During Bacon's Rebellion, Beverley proved his loyalty to Governor Berkeley, particularly in rounding ringleaders (sometimes on horseback) and taming the rebellion, although his harsh methods gave rise to complaints. The House of Burgesses elected him as its clerk in February 1676/77, and he refused to give the royal commissioners investigating the rebellion access to the House journals and papers, rationalizing that he could not get permission because it was no longer in session. The assembly of October 1677 protested the royal commissioners' seizing the documents as a violation of legislative privilege, both to Berkeley's replacement, Lieutenant Governor Herbert Jeffreys and the Privy Council back in England. The commissioners reported that Beverley was “the only person that gott [sic] by those unhappy troubles, in Plunderinge (without distinction of honest mens Estates from others).” The Crown responded by dismissing Beverley from all civil offices and mandated that duplicates of all House and Council journals be sent to London regularly. However, the dismissal cost Beverley little and raised his stature with the burgesses and councilors, so they re-elected him clerk in 1679. The next Governor, Thomas Culpeper, dared not oppose his re-appointment as clerk (Culpeper even later claimed that this gave him the power to appoint the clerk).

However, Beverley overreached in encouraging planters in Gloucester, Middlesex and New Kent Counties in what grew into tobacco cutting riots to protest low prices. The previous year, Beverley had required each county designate a town from which tobacco would be shipped, and (with his large personal inventory of tobacco) had a considerable stake in raising prices and limiting the export of other tobacco. On May 12, 1682, an arrest warrant was issued against Beverley, he was removed from all positions of public trust, and taken into custody.

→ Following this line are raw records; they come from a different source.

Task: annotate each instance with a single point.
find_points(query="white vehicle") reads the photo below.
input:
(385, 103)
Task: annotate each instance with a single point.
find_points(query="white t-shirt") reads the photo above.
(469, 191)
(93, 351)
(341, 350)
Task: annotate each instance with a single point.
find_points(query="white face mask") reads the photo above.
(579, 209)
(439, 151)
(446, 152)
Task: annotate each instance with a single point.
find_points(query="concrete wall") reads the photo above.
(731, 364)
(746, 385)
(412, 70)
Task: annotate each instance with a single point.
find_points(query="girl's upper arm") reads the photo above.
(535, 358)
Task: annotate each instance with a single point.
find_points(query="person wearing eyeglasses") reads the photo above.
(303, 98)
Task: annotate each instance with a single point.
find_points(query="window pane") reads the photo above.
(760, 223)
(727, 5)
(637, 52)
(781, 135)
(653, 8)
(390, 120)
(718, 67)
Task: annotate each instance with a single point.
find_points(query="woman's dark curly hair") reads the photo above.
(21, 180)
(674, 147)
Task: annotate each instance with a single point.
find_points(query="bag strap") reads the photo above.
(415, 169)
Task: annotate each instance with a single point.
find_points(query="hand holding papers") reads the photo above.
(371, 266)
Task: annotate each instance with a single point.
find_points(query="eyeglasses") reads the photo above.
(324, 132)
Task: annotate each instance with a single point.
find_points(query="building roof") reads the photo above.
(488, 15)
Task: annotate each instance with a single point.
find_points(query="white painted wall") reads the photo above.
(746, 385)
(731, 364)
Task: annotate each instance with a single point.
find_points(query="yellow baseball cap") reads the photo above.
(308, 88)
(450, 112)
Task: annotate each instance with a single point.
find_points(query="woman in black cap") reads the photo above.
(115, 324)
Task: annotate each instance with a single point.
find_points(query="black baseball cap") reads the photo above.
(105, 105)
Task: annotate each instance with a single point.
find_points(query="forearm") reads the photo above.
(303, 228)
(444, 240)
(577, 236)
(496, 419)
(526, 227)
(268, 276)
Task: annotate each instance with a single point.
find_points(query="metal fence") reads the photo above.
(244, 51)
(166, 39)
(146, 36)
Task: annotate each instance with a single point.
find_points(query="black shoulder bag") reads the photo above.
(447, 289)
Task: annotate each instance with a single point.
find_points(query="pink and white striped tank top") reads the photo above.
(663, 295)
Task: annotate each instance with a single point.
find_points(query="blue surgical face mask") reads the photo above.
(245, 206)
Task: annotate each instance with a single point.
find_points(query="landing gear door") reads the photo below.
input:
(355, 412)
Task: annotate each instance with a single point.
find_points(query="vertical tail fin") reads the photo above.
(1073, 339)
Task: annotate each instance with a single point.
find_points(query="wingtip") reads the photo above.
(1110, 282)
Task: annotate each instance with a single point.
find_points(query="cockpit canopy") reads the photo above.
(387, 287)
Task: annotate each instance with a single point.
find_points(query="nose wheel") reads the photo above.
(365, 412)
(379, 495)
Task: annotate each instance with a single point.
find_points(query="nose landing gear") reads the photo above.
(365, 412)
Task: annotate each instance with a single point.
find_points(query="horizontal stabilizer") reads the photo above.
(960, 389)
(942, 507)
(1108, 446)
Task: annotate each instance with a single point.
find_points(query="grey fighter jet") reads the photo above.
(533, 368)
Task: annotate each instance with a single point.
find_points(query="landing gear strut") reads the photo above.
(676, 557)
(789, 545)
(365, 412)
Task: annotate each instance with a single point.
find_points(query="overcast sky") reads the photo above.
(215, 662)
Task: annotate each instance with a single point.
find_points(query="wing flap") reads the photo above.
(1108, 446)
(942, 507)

A biographer estimates his income from public offices in 1683 as £425. However, Governor Culpeper returned to England and his deputy, Sir Henry Chicheley, died before deciding what to do, so Beverley remained a prisoner until brought before the General Court in the spring of 1684. Found guilty of "high Misdemeanors" but not treason, Beverly confessed his error and was pardoned late in the session. Although the burgesses chose Thomas Milner for their clerk during that session, Beverley again won election as the burgesses' clerk on November 3, 1685 by a vote of 19 to 17.
However, in 1686, the next Governor, Francis Howard, 5th Baron Howard of Effingham, charged Beverley had altered a bill after it passed the House. Thus on August 1, 1686, King James II again stripped Beverley of all offices, and formally granted the colony' governor the power to appoint the clerk of the House of Burgesses.

===Death and legacy===
Beverley never faced trial on those charges, for he died at home on March 15, 1687. He was buried four days later, and his youngest son was christened on the same day. Thus, his wife and three sons survived him. When Beverley died, his personal property alone was valued at £1,591, and the debts owed to him were valued at about £2,200. His eldest son Peter Beverley became Speaker of the House of Burgesses and the colony's secretary and treasurer, as well as a wealthy planter. His son Robert Beverley Jr. also served as the colony's secretary and with his elder brother saved government records from a disastrous fire.